O prefeito de Barras, Edilson Capote (PSD), tentou, até o momento sem sucesso, manter ativa uma licitação milionária para a compra de combustíveis e lubrificantes, suspensa pelo Tribunal de Contas do Estado do Piauí (TCE-PI) no fim do ano passado por fortes indícios de irregularidades, incluindo suspeita de superfaturamento. A mais recente movimentação ocorreu com a apresentação de um recurso (agravo) pela defesa do gestor, protocolado em janeiro deste ano, na tentativa de derrubar a decisão cautelar que barrou o certame.
O recurso, autuado no Processo TC/015732/2025, questiona a Decisão Monocrática nº 413/2025-GAV, que determinou a suspensão imediata do Credenciamento nº 002/2025 da Prefeitura de Barras. O caso está agora sob análise do conselheiro Abelardo Pio Vilanova e Silva, relator do processo no TCE-PI, que irá decidir se mantém a cautelar até o julgamento final do mérito ou se autoriza, de forma excepcional, a retomada do procedimento. Até que haja nova deliberação, a suspensão segue válida.

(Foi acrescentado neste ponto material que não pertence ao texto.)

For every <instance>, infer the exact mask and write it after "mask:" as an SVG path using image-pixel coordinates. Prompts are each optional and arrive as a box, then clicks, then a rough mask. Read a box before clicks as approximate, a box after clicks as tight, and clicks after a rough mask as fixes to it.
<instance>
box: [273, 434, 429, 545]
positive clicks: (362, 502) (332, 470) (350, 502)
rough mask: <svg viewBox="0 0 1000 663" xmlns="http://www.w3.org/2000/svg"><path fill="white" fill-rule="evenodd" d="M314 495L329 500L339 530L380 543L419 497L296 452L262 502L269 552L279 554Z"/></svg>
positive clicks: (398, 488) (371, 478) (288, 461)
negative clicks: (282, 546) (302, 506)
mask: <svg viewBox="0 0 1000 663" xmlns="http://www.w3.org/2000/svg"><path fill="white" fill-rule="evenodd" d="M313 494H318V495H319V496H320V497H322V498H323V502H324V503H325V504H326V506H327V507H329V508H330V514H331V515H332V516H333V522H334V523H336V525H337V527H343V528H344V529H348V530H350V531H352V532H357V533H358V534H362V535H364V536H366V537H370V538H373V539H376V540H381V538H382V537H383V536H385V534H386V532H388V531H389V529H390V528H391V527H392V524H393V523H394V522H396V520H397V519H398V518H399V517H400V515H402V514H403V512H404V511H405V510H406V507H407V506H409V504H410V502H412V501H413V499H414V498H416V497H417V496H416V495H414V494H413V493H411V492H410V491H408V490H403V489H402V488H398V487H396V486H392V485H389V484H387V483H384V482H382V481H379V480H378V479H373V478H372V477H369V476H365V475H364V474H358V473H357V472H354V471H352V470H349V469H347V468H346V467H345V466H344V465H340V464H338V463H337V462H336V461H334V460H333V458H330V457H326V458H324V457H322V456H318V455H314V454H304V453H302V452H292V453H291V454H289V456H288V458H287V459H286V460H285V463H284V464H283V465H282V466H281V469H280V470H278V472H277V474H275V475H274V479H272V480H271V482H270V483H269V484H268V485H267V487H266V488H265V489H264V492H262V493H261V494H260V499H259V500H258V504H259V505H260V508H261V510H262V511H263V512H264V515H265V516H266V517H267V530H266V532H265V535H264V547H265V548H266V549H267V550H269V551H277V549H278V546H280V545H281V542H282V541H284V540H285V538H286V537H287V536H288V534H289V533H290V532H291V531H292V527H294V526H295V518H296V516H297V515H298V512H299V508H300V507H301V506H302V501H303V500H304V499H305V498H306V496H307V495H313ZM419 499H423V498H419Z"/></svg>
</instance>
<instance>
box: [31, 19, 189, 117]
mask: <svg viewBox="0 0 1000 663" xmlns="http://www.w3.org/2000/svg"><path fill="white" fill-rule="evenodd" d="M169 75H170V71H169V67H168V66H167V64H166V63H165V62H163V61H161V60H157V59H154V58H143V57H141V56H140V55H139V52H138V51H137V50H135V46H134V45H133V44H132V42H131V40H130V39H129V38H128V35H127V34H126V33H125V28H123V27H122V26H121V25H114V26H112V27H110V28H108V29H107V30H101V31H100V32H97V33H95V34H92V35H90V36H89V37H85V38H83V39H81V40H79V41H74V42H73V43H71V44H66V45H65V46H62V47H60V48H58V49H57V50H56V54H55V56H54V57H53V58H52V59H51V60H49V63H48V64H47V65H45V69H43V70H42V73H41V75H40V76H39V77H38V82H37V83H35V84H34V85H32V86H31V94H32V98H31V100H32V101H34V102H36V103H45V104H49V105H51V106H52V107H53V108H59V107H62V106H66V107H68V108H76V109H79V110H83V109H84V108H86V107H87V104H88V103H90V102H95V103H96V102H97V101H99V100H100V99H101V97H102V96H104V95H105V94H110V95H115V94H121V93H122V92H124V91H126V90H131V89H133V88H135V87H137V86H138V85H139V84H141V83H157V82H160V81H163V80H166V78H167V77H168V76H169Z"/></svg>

A licitação barrada previa gastos de R$ 9.222.141,82 na aquisição de combustíveis, óleos e graxas para a frota municipal. A medida cautelar foi concedida em dezembro de 2025 pelo conselheiro substituto Alisson Felipe de Araújo, após representação do Ministério Público de Contas (MPC), que apontou falhas consideradas graves na modelagem da contratação e na estimativa de preços, como mostrado pelo OPINIÃO E NOTÍCIA, detalhes que você confere no link abaixo.
Entre os principais problemas destacados pelo TCE está o uso indevido do modelo de credenciamento, modalidade prevista na Lei nº 14.133/2021 apenas para situações excepcionais em que há inviabilidade de competição. No entendimento do Tribunal, o fornecimento de combustíveis ocorre em um mercado amplamente competitivo e com preços regulados, o que tornaria inadequada a adoção desse formato, em detrimento de modalidades como o pregão eletrônico.
A análise técnica também identificou ausência de justificativa consistente para a escolha do modelo. O Estudo Técnico Preliminar (ETP) elaborado pelo município foi classificado como contraditório, pois reconheceu que o credenciamento não asseguraria preços mais competitivos, mas, ainda assim, foi utilizado como base para a contratação. Além disso, o município não apresentou regulamentação própria estabelecendo critérios claros para esse tipo de procedimento, descumprindo exigências da nova Lei de Licitações.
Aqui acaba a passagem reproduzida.